Chilli Creamed Corn

Recipe Image

Traditionally this recipe calls for mountains of butter and cheese.  Balance Box has created a version which packs as much of a taste punch, but is kinder to your health.

 

Serves 2

Prep Time:  5 minutes

Cooking Time: 15 minutes

Wheat Free, Gluten Free, Vegetarian

Ingredients 

  • 1 tbsp olive oil
  • 1 small onion, peeled and finely diced
  • 1 red pepper, deseeded and finely diced
  • 1/2 jalapeno (from a jar) drained and sliced
  • 1 tsp smoked paprika
  • 1/2 tsp cayenne pepper
  • 340g tin of sweetcorn kernels, drained
  • 50ml water
  • 2 tbsp cream cheese
  • 1 tbsp creme fraiche

To Serve 

  • 1 tbsp of finely chopped coriander
  • Wedges of lemon/ lime

 

Jennifers Tips

It’s tempting to use a tin of ready-creamed corn for this dish, but most varieties are packed with sugar and salt.
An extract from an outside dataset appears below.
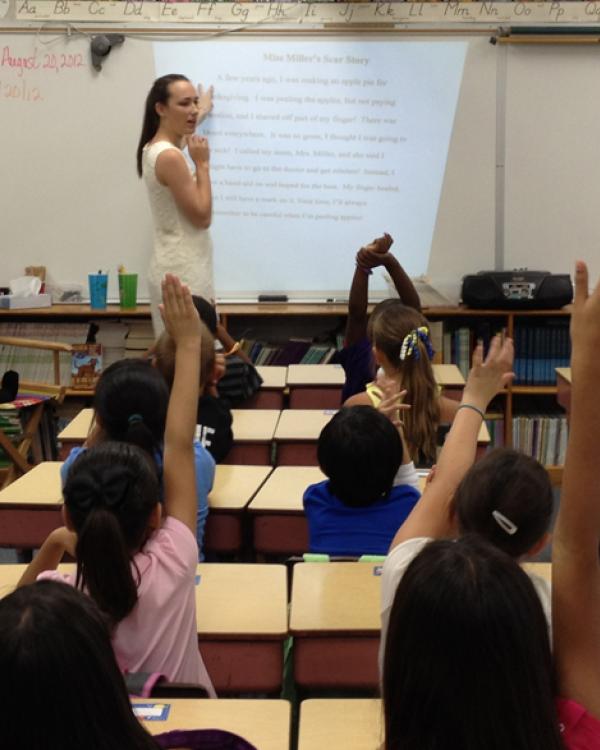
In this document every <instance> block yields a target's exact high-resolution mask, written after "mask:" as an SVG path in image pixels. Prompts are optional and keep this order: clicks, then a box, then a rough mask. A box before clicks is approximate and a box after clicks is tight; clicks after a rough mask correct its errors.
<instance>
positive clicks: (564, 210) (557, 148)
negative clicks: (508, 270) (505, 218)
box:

So much better for you to cream it yourself!

Pairs With:
Mains: Creole Crab Cakes; Jerk Chicken; Blue Cheese Burgers
Vegetable Sides: Sukuma Wiki; Broccoli with garlic and lemon; Braised Fennel

Photo and recipe taken from The Balance Diet Cookbook.

Preparation
  • Heat the olive oil and onion in a small non-stick pan over a medium heat.  Cook until soft – about 3 minutes.
  • Add the red pepper, jalapeno pepper, paprika and cayenne pepper.  Stir well, reduce the heat slightly, and leave to cook for a further 5 minutes.
  • Add the sweet corn and water. Bring to the boil. Reduce the heat and leave to simmer for 3 minutes.  Transfer the mixture to a blender, and blend to your preferred consistency, making sure that at least half of the mixture is completely smooth.
  • Stir in the cream cheese and crème fraiche, mixing well.

 

UPCYCLE:

Reserve some of the corn mix before you blend it and add a tablespoon of Greek yogurt, for a wonderful salsa.  This will instantly create a tasty lunch once added to plain grilled chicken or fish, or heaped into a corn wrap with grilled haloumi.

To Serve

Serve either on individual plates, or in a warmed serving bowl.  Sprinkle the servings with coriander, and serve with a wedge of lemon or lime.